Giulio Donazzan, primario di pneumologia, va in pensione dopo 40 anni
Tra degenti, day hospital e terapia sub-intensiva respiratoria il reparto di pneumologia conta 25 letti.
Il 28 novembre 2017 sono passati esattamente quarant’anni da quando Giulio Donazzan, il 28 novembre 1977 ha iniziato a lavorare in pneumologia all’ospedale di Bolzano, uno dei reparti che hanno avuto negli ultimi decenni uno sviluppo particolare soprattutto per quanto riguarda l’aspetto tecnologico.
Il primario Dott. Giulio Donazzan
È uno dei nove primari che durante il 2017 hanno finito il loro ciclo lavorativo e i lor o reparti si sommano ad altri otto reparti che sono già da diversi anni guidati da facenti funzione, perché i primari sono andati in pensione o partiti per un altro ospedale.
Chance: Come ci si sente di fronte a poche settimane che rimangono ancora da lavorare?
Dott. Donazzan: Molto bene, soprattutto perché al momento sto esaurendo le ferie. Poi mi rimangono ancora da chiudere delle faccende nel reparto, devo vedere cosa manca per poter andare in pensione, ho da preparare un ultimo convegno in veste da primario e poi lascio le consegne.
Chance: Ma non lascerà del tutto la medicina?
Dott. Donazzan: No, mi dedicherò un po’ all’attività privata, certamente con meno ansia e meno burocrazia, avrò spazio per il volontariato e poi potrò dedicarmi a cose per le quali fino adesso non avevo tempo, per esempio viaggiare.

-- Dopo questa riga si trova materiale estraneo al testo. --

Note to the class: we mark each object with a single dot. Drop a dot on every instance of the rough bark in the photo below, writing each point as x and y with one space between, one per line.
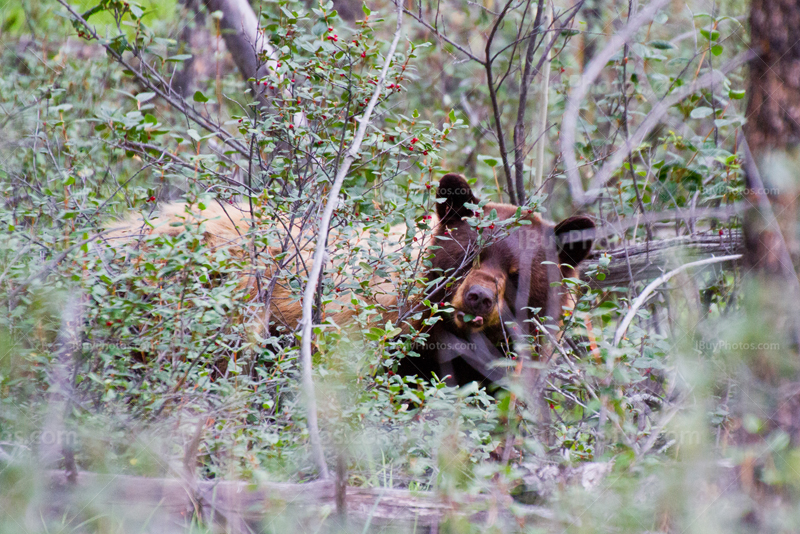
648 261
773 135
240 29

Chance: Lei ha sempre lavorato all’ospedale di Bolzano, a parte degli stage in Italia e all’estero.
Dott. Donazzan: Sì, e mi ritengo un ragazzo fortunato! Sono riuscito a fare della buona medicina pubblica. È stata una mia scelta che non ho mai rimpianto. Mio padre era un medico privato. E non solo, ho potuto assistere ad un’importante evoluzione tecnologica, sono riuscito ad arrivare a capo di un reparto e ho potuto occuparmi di un ambito che mi ha molto affascinato.

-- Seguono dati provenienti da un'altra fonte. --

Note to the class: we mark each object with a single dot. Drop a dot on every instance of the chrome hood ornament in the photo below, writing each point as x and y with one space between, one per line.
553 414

Chance: Pneumologia non è però stata la sua prima scelta.
Dott. Donazzan: No, infatti mi sono specializzato anche in medicina del lavoro e in medicina dello sport. Ho studiato a Padova e in quegli anni la medicina del lavoro aveva un occhio sulle funzionalità del polmone, come del resto anche la medicina dello sport e così mi sono specializzato in tutti e tre gli ambiti, alla fine ho scelto pneumologia, perché ho preferito il canale clinico per stare in contatto con il paziente.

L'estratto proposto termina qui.